Unfortunately, I'm guessing due to space or time constraints, they chose not to publish the full email which included a bit more information and analysis on what I felt was a missing component of their coverage of the healthcare summit.
I've copied my full email below for anyone interested:
You did a great job covering covering the healthcare summit and I was particularly pleased to see your section "Premium Costs, Up or Down" laying out the facts on the exchange between Obama and Alexander. I dug into this subject myself, debating with a friend, and found your analysis to be quite accurate.
There was one thing, though, that was missing that I wish you'd taken up. Obama basically suggested that the reason average premiums go up in the individual market is because people are paying more for more comprehensive insurance. As you note, this is partially because of the mandate and partially just because if people can suddenly afford better plans, some will opt for them.
You also write:
And as we’ve seen, the bill generally would require more generous coverage than is currently provided, at higher cost. Overall, premiums in the individual market would go up, not down. Some in the nongroup market might choose to keep their current policy, with no changes. The legislation would permit that for a few years.
But I would have loved to have seen you take up what happens to the price tag of a policy in the individual market, comprehensive enough to meet the mandate, if the legislation passes.
In other words, Obama pointed out that people are paying more because, for various reasons, they're getting more. Hence the story of "average premiums" rising. But what happens to the price tag on a comprehensive individual policy if the bill is enacted? If I'm reading this paper (pdf) by Jonathan Gruber (based on CBO #s and analyzing the Senate bill) correctly, that price tag goes down significantly - by about 20%.

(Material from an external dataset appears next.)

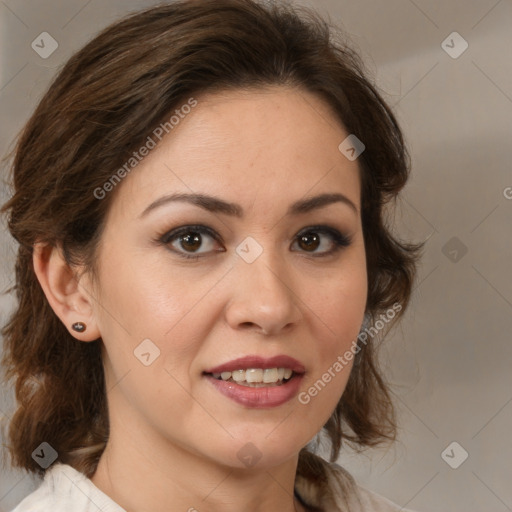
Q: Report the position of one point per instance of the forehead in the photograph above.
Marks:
(275, 144)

But I could be misinterpreting something. I would love to see you amend your post to include just a couple sentences on this count.
As I noted, I could be missing something. However, Politifact covered this as well, and addressed my concern. Here they are relying on CBO numbers, as is Gruber in the paper I linked to above:
• Average premiums would be 7 percent to 10 percent lower because of a net reduction in costs to insurers, mostly from the changes in the rules governing the individual market.

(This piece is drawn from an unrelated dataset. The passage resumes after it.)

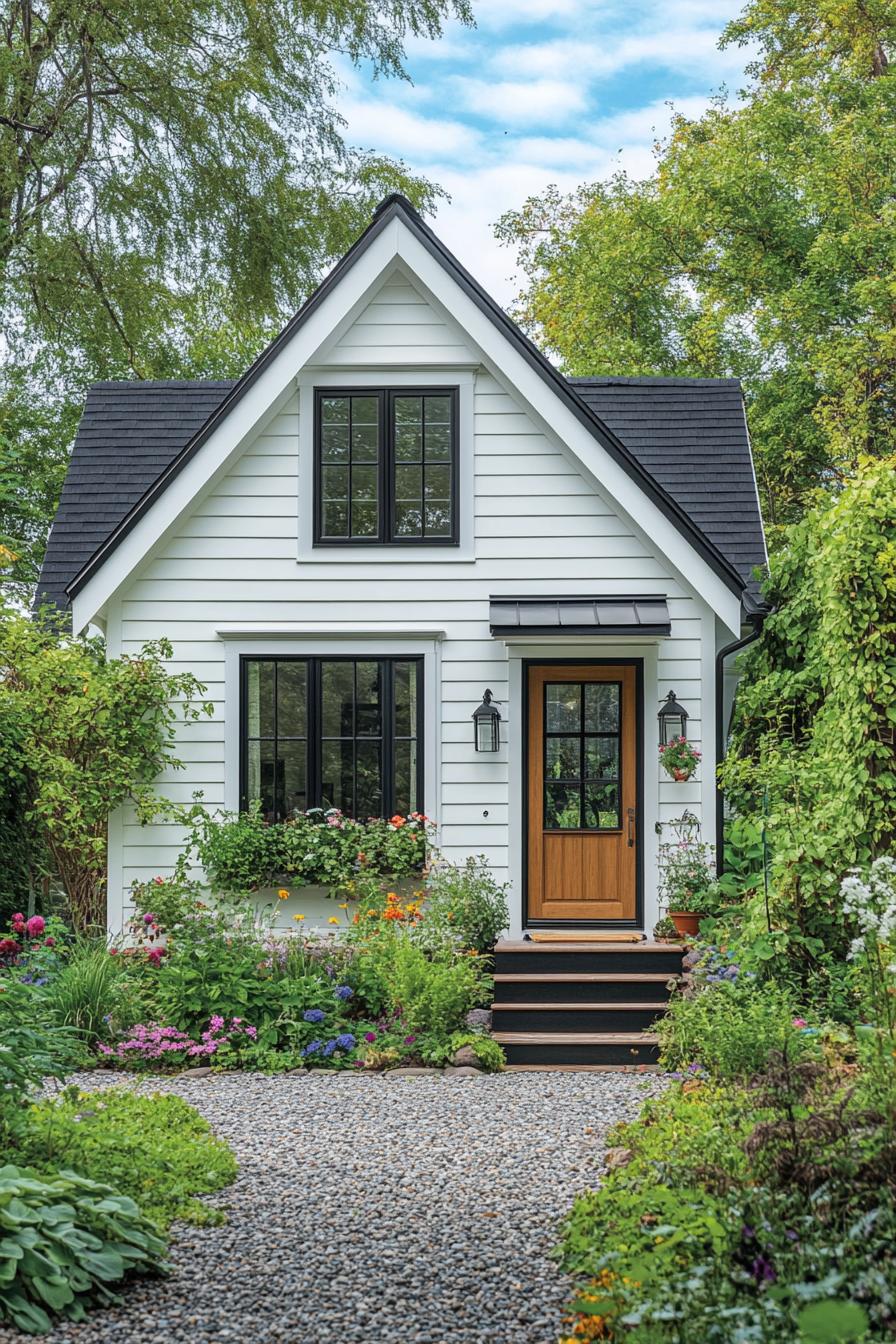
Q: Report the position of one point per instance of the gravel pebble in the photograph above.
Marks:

• Average premiums would be 7 percent to 10 percent lower because of a shift in the types of people obtaining coverage. Most of that change is tied to an influx of healthier people with below-average spending for health care, who would purchase coverage because of subsidies and a new tax penalty for failing to purchase insurance.As Politifact notes, this was the basis of Obama's claim that individual premiums would decrease 14 to 20%.
UPDATE: An AP fact check examines the issue.